Producers would have until the 28 February to prove to national governments that stocks had been destroyed. The governments would then have until 31 March 2006 to provide evidence of elimination to the EU.
States would have until the 30 June to pay any fine, though this deadline may yet be extended.
Other accession states, including the Czech Republic, Hungary and Poland have also been investigated by the Commission to see if they are holding excess sugar.
Of those already identified, Estonia has by far the biggest surplus at 91,464 tonnes. Cyprus came second with 40,000 tonnes, while Latvia and Slovakia came third and fourth with more than 10,000 tonnes each. Malta had 2,452 tonnes.
The Commission said the regulation was to remove stocks that had built up prior to the five countries' accession to the EU on 1 May 2004.
"As is usual before every enlargement, the new Member States were required to ensure that there was no speculative stockpiling of agricultural products, which would upset the balance of the entire EU market," said the Commission.
Producers could have been tempted to build up their sugar stocks to take advantage of the EU sugar price sitting three times above world market levels.
"A sudden increase in stocks has a negative effect on the market balance and affects the level of production levies to the disadvantage of sugar and beet producers all over the EU,"the Commission said.

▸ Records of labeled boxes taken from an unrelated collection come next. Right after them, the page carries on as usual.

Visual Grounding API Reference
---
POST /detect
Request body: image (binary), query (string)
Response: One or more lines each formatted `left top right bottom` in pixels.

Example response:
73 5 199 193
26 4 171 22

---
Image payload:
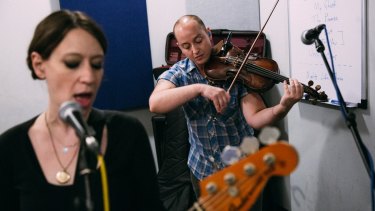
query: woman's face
42 29 104 114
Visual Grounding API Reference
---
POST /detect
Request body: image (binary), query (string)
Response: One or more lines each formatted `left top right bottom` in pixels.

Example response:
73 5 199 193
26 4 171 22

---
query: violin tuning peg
259 127 280 145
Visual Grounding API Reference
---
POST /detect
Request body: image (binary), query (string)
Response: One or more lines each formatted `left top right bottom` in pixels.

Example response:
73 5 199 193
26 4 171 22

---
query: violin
204 39 328 102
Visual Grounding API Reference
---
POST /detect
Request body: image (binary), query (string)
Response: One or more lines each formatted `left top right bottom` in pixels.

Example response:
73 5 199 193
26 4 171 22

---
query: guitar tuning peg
258 127 280 145
240 137 259 155
221 145 241 166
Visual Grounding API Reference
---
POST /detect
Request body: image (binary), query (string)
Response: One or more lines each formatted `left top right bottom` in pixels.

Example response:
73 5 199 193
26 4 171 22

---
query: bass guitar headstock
193 141 298 211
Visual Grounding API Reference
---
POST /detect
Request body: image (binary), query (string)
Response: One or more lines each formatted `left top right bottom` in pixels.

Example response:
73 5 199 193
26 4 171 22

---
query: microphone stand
78 137 94 211
315 38 374 180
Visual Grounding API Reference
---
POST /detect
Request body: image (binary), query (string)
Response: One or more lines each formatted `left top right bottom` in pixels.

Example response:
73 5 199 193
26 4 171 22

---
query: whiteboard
288 0 367 104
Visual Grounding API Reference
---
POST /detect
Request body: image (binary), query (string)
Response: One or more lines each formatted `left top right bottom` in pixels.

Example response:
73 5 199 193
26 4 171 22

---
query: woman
0 10 163 211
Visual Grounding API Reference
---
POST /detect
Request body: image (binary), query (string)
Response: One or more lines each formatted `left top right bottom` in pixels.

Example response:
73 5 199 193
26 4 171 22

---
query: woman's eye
195 37 202 43
64 61 80 69
91 62 103 70
182 44 190 50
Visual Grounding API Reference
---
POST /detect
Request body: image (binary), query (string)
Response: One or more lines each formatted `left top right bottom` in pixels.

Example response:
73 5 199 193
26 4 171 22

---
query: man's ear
31 51 46 79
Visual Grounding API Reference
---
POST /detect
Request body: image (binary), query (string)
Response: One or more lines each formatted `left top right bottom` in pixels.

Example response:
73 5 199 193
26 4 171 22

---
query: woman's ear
31 51 46 79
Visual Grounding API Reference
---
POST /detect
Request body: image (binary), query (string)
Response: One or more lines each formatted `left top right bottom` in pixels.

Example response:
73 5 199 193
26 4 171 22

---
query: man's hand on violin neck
201 85 230 113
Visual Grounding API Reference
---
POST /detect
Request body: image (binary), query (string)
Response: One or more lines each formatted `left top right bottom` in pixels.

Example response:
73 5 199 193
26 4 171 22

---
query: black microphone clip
301 24 326 45
59 101 99 154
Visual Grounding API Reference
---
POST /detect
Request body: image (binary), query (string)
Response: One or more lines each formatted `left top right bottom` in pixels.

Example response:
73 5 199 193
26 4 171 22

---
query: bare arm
241 79 303 129
149 79 230 113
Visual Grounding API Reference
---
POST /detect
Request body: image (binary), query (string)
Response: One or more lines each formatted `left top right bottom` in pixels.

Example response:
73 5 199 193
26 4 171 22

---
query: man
149 15 303 206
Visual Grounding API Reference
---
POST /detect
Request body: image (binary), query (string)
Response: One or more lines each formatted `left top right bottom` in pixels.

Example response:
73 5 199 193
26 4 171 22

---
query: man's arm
241 79 303 129
149 79 230 113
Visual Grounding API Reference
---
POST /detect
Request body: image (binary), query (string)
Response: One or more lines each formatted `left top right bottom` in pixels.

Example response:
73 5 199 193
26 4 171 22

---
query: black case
153 29 267 79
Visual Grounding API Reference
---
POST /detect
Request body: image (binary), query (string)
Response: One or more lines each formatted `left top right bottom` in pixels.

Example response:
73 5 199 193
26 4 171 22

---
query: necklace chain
44 112 78 184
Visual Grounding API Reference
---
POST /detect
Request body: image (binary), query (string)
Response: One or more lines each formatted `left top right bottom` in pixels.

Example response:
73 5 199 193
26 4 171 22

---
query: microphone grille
59 101 81 121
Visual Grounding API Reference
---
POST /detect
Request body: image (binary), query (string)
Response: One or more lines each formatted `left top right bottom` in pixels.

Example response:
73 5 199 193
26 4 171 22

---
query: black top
0 109 164 211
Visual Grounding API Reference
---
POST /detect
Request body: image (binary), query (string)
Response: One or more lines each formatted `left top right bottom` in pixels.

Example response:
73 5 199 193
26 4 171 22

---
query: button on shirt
158 58 253 180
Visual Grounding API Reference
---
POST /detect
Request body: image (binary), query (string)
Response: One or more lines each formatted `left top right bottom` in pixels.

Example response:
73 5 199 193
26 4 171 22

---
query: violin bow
227 0 279 93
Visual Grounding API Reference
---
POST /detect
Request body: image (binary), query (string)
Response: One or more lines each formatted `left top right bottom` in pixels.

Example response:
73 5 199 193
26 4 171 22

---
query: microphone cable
98 153 110 211
324 27 375 211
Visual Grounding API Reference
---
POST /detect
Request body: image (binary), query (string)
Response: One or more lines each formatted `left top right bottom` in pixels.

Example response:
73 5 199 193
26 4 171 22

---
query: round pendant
56 170 70 184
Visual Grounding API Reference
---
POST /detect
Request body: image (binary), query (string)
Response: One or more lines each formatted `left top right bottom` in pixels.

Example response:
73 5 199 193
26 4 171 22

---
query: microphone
301 24 326 45
59 101 98 152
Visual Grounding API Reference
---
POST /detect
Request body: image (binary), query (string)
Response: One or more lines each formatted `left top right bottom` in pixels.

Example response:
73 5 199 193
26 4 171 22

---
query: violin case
151 29 269 210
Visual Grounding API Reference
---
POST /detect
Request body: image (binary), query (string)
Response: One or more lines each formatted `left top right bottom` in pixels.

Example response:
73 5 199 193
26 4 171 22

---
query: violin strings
227 57 318 95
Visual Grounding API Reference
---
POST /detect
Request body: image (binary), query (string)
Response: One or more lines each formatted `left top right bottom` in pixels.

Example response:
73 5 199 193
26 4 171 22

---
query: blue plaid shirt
158 58 253 180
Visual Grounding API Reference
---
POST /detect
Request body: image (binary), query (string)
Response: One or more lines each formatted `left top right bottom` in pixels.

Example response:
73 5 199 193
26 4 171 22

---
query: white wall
0 0 59 133
260 1 375 211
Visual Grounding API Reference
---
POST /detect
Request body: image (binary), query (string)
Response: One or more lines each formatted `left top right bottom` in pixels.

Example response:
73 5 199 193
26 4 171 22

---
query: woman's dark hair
26 10 107 79
173 15 206 33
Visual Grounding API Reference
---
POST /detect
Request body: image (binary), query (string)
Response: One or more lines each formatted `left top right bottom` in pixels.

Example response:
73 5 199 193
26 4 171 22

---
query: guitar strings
226 56 317 95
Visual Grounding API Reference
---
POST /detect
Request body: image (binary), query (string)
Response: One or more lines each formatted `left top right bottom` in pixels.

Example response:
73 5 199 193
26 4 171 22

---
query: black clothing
0 109 164 211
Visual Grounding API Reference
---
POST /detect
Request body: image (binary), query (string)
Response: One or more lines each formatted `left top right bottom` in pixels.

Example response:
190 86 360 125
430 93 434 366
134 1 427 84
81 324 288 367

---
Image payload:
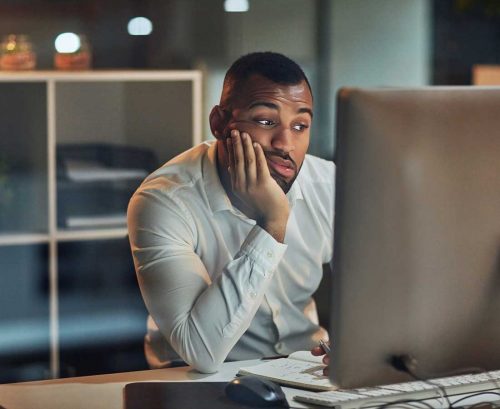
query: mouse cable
453 391 500 409
389 354 453 409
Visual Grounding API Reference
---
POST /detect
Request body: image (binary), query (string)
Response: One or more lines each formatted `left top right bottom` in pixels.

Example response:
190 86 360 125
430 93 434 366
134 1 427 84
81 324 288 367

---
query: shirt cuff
240 225 288 275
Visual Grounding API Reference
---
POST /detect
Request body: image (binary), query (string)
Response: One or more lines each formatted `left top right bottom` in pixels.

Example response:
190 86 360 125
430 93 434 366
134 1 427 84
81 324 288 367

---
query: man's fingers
231 130 246 191
311 346 325 356
241 132 257 187
253 142 271 180
226 137 234 189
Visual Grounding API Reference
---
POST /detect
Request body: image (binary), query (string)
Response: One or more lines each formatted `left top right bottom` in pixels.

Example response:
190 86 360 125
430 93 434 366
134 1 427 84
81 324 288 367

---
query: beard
264 150 300 194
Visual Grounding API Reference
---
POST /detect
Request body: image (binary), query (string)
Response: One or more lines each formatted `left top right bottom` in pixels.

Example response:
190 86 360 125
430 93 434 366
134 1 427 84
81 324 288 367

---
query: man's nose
271 126 295 153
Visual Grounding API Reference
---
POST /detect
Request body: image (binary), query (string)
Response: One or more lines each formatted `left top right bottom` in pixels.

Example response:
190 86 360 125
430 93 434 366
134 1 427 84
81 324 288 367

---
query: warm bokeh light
127 17 153 36
55 33 81 53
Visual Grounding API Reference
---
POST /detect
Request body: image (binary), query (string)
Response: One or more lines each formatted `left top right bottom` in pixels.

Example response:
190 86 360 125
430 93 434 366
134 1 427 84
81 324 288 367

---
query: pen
319 339 330 354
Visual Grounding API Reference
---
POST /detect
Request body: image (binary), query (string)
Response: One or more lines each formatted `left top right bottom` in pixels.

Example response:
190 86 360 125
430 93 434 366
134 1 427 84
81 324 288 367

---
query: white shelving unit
0 71 202 377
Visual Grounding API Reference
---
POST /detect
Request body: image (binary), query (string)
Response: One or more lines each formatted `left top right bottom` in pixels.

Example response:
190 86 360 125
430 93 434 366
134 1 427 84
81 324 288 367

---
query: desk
0 360 308 409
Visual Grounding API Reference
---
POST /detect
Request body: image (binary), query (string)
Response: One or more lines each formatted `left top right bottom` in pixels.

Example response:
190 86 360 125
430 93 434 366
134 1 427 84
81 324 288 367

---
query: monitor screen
330 87 500 388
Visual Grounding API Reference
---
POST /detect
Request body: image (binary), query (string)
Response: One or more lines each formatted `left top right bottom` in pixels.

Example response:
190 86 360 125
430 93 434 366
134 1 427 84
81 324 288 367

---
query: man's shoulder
140 142 212 192
300 154 335 186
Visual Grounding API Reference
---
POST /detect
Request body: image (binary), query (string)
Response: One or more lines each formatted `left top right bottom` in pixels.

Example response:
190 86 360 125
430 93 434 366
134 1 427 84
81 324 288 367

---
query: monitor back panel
331 87 500 387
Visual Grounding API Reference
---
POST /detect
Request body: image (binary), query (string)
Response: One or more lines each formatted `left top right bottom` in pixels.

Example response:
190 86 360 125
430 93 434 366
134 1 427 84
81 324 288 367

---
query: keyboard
293 370 500 409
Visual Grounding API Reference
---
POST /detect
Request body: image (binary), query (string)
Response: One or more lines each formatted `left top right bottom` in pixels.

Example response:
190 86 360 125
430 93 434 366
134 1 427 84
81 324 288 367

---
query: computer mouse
225 375 288 408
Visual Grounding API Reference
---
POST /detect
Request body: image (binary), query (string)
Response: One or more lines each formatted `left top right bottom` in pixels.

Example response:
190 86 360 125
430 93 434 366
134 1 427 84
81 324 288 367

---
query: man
128 52 334 372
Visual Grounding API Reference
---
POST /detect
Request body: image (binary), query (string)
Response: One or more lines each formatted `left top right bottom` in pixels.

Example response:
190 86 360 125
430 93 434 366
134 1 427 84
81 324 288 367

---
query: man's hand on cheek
227 130 290 242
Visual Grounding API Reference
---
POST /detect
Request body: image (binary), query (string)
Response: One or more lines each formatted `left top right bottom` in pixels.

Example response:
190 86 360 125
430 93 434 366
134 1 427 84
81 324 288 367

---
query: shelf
0 70 202 381
0 233 50 246
56 227 128 241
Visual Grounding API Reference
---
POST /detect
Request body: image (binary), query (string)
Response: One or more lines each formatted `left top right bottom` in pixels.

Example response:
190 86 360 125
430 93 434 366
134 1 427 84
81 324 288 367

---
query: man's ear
209 105 229 139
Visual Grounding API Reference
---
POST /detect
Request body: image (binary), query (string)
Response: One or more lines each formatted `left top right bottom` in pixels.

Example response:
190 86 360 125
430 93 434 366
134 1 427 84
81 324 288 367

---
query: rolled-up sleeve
128 189 287 372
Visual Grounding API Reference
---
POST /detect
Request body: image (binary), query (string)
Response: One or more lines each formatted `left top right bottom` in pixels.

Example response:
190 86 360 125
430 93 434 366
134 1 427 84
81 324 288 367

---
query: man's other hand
311 345 330 375
226 130 290 243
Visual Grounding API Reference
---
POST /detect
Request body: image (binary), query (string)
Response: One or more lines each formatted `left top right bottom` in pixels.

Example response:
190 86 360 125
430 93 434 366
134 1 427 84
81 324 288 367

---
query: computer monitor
330 87 500 388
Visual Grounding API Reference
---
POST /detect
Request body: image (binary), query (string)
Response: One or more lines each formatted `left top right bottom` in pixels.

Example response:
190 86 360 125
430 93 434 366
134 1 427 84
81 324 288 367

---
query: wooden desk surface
0 360 307 409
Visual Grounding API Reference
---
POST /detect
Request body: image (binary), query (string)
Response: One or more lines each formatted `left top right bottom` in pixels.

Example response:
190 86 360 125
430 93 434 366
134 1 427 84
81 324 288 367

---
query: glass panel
59 238 147 376
56 81 193 229
0 245 50 383
0 83 47 234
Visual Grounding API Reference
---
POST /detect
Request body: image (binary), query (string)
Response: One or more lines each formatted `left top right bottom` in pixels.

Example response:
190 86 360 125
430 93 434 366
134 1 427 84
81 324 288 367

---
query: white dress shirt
128 142 334 372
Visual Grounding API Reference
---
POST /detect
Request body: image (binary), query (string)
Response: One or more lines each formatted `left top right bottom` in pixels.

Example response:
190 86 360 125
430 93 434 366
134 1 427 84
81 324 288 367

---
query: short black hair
221 51 312 106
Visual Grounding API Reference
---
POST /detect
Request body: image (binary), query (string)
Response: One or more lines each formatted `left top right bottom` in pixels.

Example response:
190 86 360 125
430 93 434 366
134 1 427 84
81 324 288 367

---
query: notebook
238 351 336 391
123 382 262 409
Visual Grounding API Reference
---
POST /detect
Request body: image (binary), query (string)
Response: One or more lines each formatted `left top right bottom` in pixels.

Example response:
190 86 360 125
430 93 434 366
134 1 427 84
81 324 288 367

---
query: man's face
224 75 313 193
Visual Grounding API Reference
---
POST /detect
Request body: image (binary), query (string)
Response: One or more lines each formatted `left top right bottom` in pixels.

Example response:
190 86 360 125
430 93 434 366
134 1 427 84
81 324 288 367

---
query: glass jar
0 34 36 71
54 34 92 70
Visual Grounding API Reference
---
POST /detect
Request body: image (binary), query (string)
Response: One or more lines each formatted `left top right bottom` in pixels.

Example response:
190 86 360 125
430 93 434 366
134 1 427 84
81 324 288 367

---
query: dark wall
432 0 500 85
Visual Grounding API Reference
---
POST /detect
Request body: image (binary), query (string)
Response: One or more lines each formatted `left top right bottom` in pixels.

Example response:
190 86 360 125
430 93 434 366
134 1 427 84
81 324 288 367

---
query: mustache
264 149 297 170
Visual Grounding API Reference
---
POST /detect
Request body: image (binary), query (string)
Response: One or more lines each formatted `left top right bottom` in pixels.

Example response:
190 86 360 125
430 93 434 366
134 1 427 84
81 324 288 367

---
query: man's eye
293 124 309 132
257 119 275 126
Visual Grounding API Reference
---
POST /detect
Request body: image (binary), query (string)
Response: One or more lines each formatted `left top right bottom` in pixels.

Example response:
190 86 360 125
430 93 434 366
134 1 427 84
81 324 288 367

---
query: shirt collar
203 141 304 213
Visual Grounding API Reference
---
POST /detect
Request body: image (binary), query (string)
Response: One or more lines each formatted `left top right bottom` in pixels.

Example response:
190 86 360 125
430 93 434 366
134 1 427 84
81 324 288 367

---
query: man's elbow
188 357 224 373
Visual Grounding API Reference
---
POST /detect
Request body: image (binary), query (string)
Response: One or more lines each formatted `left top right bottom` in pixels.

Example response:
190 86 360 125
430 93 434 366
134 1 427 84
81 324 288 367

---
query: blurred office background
0 0 500 382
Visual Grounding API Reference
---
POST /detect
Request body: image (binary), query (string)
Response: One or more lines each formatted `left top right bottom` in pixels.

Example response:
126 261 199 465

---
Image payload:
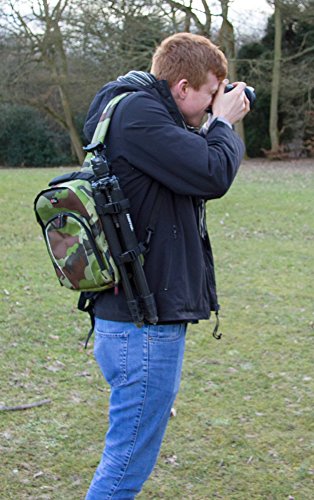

Producers will be allowed to destroy their surplus stocks either by processing it into animal feed or biofuels, or by exporting it without export refunds.
The regulation tallies with the EU's proposed sugar reform, due to be set down in detail over the next few months.
Initial proposals prepared last year state that minimum sugar beet prices would be cut by more than a third, from €43.6 per ton to €27.4, in two steps over three years; and the total EU production quota would come down by 2.8m tonnes to 14.6 million by 2008/9.
The World Trade Organisation has twice ruled that EU subsidies to sugar producers are illegal and EU agriculture minister Mariann Fischer Boel has repeatedly expressed her "determination" to modernise the bloc's sugar sector.
Some countries with smaller production, including Latvia, Hungary and Slovenia, have warned the reform could destroy their domestic industries.